Re: [PATCH v5 09/14] sched: Add over-utilization/tipping point indicator

From: Vincent Guittot
Date: Mon Aug 06 2018 - 06:45:58 EST


On Mon, 6 Aug 2018 at 11:43, Quentin Perret <quentin.perret@xxxxxxx> wrote:
>
> On Monday 06 Aug 2018 at 10:40:46 (+0200), Vincent Guittot wrote:
> > On Fri, 3 Aug 2018 at 17:55, Quentin Perret <quentin.perret@xxxxxxx> wrote:
> > For every new task, the cpu selection is done assuming it's a heavy
> > task with the max possible load_avg, and it looks for the idlest cpu.
> > This means that if the system is lightly loaded, scheduler will select
> > most probably a idle big core.
>
> Agreed, that is what should happen if the system is lightly loaded.
> However, I'm still not totally convinced this is wrong. It's
> definitely not _always_ wrong, at least. Just like starting new tasks
> on little CPUs isn't always wrong either.
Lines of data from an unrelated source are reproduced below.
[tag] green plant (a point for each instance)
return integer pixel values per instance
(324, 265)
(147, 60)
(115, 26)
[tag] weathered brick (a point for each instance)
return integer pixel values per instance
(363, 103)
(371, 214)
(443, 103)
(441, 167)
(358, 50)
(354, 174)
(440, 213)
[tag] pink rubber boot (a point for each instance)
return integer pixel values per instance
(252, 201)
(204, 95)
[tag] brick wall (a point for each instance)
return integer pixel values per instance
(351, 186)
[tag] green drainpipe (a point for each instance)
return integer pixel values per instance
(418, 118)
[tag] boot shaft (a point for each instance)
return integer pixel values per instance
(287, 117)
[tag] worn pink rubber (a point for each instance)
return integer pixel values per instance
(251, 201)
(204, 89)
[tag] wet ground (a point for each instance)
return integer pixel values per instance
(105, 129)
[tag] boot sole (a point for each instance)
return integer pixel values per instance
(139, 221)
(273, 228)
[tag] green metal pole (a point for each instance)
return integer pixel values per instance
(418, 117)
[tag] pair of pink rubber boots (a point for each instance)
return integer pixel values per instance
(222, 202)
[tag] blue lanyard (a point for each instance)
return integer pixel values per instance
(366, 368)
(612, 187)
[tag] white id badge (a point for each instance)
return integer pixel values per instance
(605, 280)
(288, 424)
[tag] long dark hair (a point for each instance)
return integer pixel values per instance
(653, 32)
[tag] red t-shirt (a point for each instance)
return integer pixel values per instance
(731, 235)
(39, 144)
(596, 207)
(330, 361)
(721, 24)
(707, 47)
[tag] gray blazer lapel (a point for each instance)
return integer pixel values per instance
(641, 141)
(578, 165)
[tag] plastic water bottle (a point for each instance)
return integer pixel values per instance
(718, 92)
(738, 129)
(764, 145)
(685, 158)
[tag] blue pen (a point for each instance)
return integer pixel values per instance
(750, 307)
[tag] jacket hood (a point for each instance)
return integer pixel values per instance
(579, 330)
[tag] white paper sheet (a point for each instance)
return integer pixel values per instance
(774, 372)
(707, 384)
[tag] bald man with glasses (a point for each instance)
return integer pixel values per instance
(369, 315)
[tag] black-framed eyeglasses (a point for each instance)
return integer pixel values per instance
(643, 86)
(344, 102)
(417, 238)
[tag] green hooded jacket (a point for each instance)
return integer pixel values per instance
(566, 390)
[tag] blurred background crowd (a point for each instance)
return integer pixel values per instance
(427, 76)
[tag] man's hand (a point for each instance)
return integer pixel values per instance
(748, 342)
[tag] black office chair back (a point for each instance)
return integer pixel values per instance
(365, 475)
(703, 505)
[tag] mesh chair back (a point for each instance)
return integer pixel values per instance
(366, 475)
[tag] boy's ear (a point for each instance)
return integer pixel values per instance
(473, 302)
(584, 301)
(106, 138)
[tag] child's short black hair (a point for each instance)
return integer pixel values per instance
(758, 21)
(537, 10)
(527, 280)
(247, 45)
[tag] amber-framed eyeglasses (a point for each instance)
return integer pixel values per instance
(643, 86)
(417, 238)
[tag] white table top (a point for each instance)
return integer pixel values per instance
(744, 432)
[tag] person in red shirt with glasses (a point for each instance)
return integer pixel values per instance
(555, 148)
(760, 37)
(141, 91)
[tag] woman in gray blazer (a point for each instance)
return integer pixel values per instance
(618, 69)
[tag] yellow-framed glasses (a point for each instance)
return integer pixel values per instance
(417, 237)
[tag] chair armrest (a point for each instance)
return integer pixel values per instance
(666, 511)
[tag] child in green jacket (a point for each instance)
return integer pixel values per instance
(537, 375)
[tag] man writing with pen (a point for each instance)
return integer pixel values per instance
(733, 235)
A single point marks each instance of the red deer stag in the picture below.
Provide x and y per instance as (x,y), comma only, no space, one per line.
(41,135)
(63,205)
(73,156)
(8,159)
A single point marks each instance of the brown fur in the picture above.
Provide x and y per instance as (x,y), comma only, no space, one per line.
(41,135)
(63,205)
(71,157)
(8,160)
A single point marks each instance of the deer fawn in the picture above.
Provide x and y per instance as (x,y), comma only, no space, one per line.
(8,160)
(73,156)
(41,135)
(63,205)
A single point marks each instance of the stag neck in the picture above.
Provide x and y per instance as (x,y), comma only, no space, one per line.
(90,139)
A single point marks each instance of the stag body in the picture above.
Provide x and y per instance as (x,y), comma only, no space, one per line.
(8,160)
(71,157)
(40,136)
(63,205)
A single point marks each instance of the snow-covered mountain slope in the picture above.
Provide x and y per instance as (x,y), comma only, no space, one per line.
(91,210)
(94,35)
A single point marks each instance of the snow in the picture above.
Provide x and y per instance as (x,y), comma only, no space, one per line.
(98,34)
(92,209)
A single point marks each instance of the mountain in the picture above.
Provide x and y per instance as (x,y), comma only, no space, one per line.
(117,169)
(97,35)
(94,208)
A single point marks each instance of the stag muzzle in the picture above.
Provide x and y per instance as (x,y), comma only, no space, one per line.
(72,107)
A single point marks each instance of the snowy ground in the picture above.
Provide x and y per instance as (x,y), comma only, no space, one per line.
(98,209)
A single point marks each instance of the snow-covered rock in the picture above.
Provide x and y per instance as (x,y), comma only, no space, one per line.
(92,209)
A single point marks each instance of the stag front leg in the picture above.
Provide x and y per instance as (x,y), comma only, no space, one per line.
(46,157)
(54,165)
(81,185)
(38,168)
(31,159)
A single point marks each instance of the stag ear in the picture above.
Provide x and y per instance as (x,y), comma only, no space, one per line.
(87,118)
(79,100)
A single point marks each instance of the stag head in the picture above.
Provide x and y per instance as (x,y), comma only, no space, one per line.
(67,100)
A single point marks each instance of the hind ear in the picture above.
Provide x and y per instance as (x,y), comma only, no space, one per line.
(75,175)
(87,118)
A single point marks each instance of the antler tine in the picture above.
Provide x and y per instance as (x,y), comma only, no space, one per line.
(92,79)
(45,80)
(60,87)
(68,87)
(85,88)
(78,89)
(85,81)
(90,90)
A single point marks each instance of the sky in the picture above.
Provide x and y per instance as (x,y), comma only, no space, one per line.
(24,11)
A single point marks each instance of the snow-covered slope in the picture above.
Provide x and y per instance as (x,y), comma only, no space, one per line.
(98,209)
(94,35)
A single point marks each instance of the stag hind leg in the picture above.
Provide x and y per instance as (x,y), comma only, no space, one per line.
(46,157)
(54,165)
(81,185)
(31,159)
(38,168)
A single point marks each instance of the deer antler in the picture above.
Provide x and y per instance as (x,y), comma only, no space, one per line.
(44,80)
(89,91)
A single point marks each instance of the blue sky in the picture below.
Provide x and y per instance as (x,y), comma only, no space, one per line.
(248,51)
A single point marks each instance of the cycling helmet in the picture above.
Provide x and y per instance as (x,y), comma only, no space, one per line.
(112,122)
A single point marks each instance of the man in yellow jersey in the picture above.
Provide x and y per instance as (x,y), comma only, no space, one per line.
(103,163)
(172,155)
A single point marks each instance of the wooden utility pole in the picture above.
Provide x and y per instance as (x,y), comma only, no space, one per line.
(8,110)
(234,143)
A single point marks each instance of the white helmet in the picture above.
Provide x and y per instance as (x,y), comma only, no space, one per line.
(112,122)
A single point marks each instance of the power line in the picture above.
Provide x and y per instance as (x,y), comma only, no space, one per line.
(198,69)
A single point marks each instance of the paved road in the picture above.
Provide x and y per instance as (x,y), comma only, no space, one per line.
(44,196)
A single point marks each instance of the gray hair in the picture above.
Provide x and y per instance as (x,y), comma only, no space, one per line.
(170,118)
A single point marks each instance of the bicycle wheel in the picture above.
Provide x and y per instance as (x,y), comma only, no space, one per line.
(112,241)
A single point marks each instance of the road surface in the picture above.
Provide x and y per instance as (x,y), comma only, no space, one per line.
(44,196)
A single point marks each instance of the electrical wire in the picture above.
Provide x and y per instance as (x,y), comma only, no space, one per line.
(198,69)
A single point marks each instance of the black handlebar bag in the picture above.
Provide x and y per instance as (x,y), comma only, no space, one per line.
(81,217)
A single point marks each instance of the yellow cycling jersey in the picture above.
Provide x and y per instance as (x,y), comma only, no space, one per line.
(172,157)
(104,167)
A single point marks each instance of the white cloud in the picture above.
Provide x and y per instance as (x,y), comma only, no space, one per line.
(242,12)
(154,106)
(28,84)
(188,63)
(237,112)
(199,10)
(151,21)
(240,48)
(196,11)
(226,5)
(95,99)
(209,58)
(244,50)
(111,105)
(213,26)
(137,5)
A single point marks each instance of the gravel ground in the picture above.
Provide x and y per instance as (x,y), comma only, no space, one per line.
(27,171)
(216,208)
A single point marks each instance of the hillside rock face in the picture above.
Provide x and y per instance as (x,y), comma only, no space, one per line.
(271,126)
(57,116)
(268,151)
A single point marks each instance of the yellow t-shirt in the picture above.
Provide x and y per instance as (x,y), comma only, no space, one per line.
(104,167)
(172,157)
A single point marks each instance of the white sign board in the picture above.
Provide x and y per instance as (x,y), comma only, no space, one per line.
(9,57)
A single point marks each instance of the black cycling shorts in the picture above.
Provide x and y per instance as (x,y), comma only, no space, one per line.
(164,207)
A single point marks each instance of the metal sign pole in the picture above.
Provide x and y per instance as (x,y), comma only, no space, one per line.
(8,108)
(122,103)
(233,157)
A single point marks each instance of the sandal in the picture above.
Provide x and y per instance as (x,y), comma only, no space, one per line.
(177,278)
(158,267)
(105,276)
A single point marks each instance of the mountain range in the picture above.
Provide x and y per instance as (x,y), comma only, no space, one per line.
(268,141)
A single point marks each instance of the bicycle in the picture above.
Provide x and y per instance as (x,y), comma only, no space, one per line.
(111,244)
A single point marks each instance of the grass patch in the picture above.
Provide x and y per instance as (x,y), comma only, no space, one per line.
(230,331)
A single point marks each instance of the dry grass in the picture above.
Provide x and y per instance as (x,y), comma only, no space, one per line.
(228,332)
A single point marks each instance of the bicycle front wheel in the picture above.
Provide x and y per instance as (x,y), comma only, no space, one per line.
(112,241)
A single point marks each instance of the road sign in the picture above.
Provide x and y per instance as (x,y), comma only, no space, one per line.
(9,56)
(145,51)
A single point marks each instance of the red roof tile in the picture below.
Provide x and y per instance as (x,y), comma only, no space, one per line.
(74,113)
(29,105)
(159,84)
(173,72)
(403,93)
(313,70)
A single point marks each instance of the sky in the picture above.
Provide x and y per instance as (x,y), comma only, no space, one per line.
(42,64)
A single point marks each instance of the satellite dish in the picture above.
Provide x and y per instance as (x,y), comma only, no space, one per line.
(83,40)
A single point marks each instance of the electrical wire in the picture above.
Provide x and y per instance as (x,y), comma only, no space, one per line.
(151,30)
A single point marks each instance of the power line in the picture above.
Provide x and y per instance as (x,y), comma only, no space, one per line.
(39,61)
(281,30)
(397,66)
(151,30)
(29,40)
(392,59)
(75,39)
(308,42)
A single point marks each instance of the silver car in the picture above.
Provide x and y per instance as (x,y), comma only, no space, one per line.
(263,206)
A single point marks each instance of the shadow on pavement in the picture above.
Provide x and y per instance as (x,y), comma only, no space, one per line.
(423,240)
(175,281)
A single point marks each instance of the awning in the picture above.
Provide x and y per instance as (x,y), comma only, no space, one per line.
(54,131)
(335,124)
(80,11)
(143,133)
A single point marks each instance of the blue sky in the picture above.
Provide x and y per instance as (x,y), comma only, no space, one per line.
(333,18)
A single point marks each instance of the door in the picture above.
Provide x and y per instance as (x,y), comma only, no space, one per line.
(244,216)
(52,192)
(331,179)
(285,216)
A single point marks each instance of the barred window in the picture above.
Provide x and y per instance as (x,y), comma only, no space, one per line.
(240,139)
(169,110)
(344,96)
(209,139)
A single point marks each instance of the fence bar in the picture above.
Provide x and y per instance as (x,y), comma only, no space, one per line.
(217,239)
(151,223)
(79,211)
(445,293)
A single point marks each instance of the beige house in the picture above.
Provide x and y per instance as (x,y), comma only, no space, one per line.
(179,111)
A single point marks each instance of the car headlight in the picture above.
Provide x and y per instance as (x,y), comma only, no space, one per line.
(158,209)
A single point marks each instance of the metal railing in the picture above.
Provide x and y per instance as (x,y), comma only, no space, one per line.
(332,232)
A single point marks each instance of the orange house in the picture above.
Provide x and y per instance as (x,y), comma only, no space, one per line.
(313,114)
As explained before, IMHO, this is not wrong if you looks for
performance but this is wrong if you looks for power saving

>
> > selecting big or Little is not the problem here. The problem is that
> > we don't use Energy Model so we will most probably do the wrong
> > choice. Nevertheless, putting a task on big is clearly the wrong
> > choice in the case I mentioned above " shell script on hikey960".
>
> _You_ can say it's wrong because _you_ know the task composition. The
> scheduler has no way to tell. You could come up with a script that
> spawns heavy tasks every once in a while, and in this case putting
> those on big cores would be beneficial ...
>
> > Having something in the middle like taking into account load and/org
> > utilization of the parent in order to mitigate big task starting with
> > small utilization and small task starting with big utilization.
> > It's probably not perfect because big tasks can create small ones and
> > the opposite but if there are already big tasks, assuming that the new
> > one is also a big one should have less power impact as we are already
> > consuming power for the current bigs. At the opposite, if little are
> > running, assuming that new task is little will not harm the power
> > consumption unnecessarily.
>
> Right, we can definitely come up with something more conservative than
> what I'm currently proposing. I had a quick chat with Morten about this
> the other day and one suggestion he had was to pick the CPU with the max
> spare cap in the frequency domain in which the parent task is running ...
>
> In any case, I really feel like there isn't an obvious right decision
> here, so I'd prefer to keep things simple for now. This patch-set is a
> first step, and fine-grained tuning for new tasks is probably something
> that can be done later, if need be. What do you think ?

I would have preferred to have a full power policy for all task when
EAS is in used by default and then see if there is any performance
problem instead of letting some UC unclear but that's a personal
opinion.
so IMO, the minimum is to add a comment in the code that describes
this behavior for fork tasks so people will understand why EAS puts
newly created task on not "EAS friendly" cpus when they will look at
the code trying to understand the behavior

>
> Thanks,
> Quentin